Vado pianissimo, mi hanno detto che ho pure fatto male il rodaggio perché avrei dovuto tirare di più il motore. Quando vedo “90” sul contachilometri ho paura, viaggio per lo più nella corsia lenta, all’estrema destra, verso la corsia emergenza, faccio pochissimi sorpassi, anche perché è difficile che qualcuno vada più piano di me.

Eppure almeno due volte a viaggio qualcuno si sente in diritto di spingermi fuori strada, tagliarmi la strada, superarmi da ogni direzione e mandarmi a quel paese quando mi ha fatto una qualsiasi di queste cose, anche se io non ho reagito.

Quando piove trovano tutti molto divertente passare velocemente nelle pozzanghere se arriva un motorino dall’altra parte…li ho sentiti anche raccontarlo che è bello vedere quello tutto sommerso d’acqua…ah ah ah…
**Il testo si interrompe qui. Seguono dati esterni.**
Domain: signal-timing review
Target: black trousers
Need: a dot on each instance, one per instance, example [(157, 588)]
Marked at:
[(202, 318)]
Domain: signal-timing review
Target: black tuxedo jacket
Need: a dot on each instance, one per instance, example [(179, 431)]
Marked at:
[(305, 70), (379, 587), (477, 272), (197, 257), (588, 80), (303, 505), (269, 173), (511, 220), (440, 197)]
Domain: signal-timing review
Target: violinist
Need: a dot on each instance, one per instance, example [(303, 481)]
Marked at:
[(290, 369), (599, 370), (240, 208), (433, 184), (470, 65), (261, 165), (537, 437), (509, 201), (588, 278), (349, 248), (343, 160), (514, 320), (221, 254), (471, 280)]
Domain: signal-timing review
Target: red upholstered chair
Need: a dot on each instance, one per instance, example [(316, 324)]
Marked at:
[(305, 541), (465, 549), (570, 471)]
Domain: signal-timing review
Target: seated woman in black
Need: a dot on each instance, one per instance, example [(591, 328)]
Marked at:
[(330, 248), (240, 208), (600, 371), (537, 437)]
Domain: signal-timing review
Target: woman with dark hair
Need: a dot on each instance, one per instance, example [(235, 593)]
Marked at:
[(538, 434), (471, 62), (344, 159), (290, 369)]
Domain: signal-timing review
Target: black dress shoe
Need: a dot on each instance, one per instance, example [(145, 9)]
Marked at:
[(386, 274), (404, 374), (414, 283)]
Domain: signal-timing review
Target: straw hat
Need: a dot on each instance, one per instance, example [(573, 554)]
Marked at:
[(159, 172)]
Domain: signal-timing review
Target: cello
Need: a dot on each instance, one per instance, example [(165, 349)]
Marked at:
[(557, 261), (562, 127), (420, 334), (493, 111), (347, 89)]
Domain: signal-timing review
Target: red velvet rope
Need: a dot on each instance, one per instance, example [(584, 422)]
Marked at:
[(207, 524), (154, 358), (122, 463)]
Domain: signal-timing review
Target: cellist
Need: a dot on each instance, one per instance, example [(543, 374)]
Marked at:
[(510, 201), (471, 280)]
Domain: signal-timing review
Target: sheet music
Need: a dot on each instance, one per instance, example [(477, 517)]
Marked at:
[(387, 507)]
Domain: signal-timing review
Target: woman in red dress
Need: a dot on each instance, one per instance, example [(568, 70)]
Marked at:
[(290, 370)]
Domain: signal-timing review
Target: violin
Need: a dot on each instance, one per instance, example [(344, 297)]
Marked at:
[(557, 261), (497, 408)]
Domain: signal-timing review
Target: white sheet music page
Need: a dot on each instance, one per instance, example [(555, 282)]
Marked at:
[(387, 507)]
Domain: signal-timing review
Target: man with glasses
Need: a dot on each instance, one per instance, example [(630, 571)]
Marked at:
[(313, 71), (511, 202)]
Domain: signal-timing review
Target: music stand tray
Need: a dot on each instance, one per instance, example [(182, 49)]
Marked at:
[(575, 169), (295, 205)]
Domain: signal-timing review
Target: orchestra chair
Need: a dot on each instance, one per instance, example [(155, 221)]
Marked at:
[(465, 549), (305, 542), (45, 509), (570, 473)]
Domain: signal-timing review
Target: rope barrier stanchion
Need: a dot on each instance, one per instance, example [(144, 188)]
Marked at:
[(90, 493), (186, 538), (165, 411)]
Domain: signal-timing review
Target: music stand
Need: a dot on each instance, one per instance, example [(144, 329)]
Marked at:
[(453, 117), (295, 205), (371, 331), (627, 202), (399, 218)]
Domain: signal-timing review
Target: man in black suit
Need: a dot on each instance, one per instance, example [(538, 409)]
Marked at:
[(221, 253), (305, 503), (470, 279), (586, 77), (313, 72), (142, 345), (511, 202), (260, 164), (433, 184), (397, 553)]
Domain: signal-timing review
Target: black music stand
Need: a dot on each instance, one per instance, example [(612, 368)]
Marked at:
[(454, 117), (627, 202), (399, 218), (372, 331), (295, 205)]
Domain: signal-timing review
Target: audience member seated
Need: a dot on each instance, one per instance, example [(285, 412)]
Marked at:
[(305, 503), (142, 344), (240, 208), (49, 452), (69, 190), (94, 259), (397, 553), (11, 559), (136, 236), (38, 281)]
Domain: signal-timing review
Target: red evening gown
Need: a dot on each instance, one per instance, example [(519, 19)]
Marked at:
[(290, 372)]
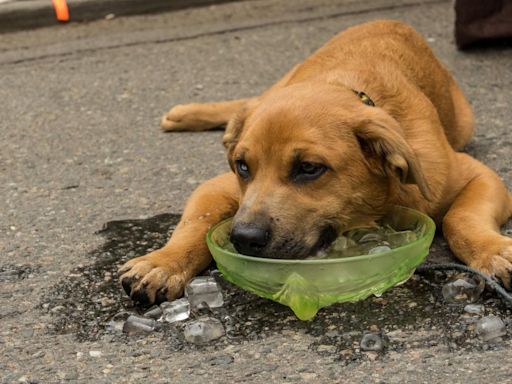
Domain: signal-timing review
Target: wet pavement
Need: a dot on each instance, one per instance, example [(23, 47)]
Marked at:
[(82, 151), (416, 314)]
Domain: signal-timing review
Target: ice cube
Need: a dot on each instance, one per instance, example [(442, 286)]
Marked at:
[(475, 309), (176, 310), (204, 292), (398, 239), (154, 312), (136, 325), (379, 249), (203, 330), (490, 327), (464, 288)]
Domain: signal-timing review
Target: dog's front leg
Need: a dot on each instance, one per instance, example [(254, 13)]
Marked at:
[(161, 275), (472, 223)]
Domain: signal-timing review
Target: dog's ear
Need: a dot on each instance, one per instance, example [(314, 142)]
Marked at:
[(387, 152)]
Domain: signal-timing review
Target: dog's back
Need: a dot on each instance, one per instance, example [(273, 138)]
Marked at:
[(394, 66)]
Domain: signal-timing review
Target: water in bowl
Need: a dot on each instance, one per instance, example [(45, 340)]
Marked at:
[(361, 241)]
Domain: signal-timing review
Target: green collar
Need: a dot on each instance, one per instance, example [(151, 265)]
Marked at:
[(364, 98)]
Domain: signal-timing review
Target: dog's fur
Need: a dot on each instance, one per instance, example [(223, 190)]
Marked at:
[(401, 151)]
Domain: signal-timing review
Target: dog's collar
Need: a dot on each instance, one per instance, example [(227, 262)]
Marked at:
[(364, 98)]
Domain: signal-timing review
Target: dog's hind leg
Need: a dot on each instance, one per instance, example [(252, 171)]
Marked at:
[(200, 117), (463, 121), (472, 224)]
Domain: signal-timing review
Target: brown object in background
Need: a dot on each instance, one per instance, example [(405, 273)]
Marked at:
[(482, 20)]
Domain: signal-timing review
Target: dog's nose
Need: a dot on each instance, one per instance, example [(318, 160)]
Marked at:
[(249, 239)]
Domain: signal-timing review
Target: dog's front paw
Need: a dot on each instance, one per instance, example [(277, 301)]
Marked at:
[(153, 278), (496, 261)]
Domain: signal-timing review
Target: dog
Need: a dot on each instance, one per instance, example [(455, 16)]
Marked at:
[(370, 120)]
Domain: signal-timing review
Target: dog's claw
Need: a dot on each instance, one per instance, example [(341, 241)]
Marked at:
[(153, 278), (127, 285)]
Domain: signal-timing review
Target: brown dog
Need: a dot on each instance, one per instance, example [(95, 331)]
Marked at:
[(370, 120)]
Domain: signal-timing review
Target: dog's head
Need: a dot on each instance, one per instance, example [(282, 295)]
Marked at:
[(312, 163)]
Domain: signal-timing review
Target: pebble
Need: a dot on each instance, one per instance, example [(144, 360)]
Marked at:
[(371, 342), (490, 328), (464, 288)]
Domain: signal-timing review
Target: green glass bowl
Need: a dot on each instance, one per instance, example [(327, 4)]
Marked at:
[(308, 285)]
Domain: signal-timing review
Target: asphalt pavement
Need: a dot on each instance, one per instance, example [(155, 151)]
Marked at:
[(80, 147)]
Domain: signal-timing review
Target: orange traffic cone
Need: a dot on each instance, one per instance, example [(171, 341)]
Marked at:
[(61, 10)]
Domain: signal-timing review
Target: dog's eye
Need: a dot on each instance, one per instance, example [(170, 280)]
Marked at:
[(242, 169), (307, 171)]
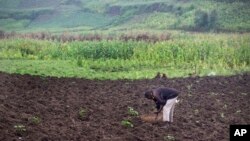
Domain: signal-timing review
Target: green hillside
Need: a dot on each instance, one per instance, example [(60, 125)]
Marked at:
[(99, 15)]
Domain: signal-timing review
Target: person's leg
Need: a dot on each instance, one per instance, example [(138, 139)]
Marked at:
[(172, 113), (168, 110)]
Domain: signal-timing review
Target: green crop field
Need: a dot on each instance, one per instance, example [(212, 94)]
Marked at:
[(198, 54), (117, 39)]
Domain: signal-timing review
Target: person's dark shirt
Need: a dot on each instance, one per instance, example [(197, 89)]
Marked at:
[(161, 95)]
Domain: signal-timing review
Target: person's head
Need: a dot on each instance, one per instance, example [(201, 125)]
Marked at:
[(149, 94)]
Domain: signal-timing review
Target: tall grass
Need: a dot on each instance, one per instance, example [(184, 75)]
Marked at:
[(196, 53)]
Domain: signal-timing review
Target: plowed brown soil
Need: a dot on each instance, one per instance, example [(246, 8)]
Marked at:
[(207, 107)]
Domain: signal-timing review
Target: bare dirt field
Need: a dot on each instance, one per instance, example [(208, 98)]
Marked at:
[(208, 105)]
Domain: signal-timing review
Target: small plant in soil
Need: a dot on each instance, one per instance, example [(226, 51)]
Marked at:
[(35, 120), (132, 112), (127, 123), (169, 138), (20, 129), (82, 113)]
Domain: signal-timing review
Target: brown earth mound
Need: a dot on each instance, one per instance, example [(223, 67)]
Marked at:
[(207, 107)]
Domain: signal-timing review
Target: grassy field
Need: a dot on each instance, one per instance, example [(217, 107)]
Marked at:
[(191, 54), (87, 15)]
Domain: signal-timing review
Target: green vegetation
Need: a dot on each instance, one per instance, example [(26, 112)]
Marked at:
[(20, 129), (182, 56), (127, 123), (82, 113), (86, 15), (132, 112)]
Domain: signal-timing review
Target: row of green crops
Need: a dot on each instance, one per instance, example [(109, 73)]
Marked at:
[(210, 52)]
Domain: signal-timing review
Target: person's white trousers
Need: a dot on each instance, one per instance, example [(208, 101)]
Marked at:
[(168, 110)]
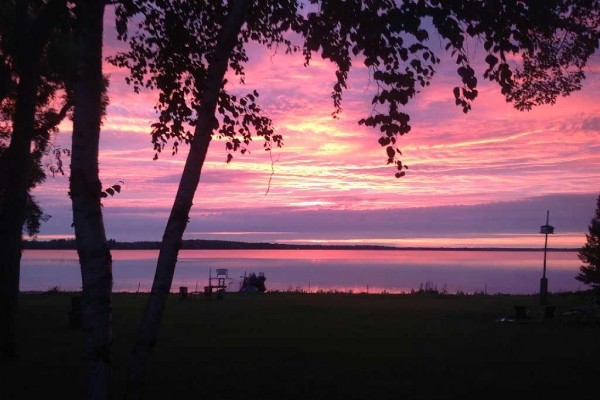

Già peccato che tu, mentre quello sfreccia via ridendo come il cretino che è, passi istanti lunghissimi nei quali non vedi nulla, rischi di scivolare, finire contro un altro veicolo, cadere.

Che cosa ci sia di divertente in questo devo proprio capirlo, ma forse io non ho senso dell’umorismo.

Per noi su due ruote ogni viaggio è una scommessa, ogni ritorno a casa la sera una vittoria. Per voi su quattro ruote non è così. Il rischio esiste, certo, ma non è comparabile al nostro.

Ecco, voi che vi siete commossi per marco simoncelli, voi che avete guardato e riguardato il video dell’incidente, commentato con gli amici, messo frasi e foto sul vostro profilo face book, tutti voi, almeno voi, fate più attenzione la prossima volta che guidate una macchina.

E guardate a noi, che su due ruote non ci andiamo per divertimento, ma per necessità, come ai figli o ai genitori di qualcuno, come a delle vite umane, fragili come tutte le vite.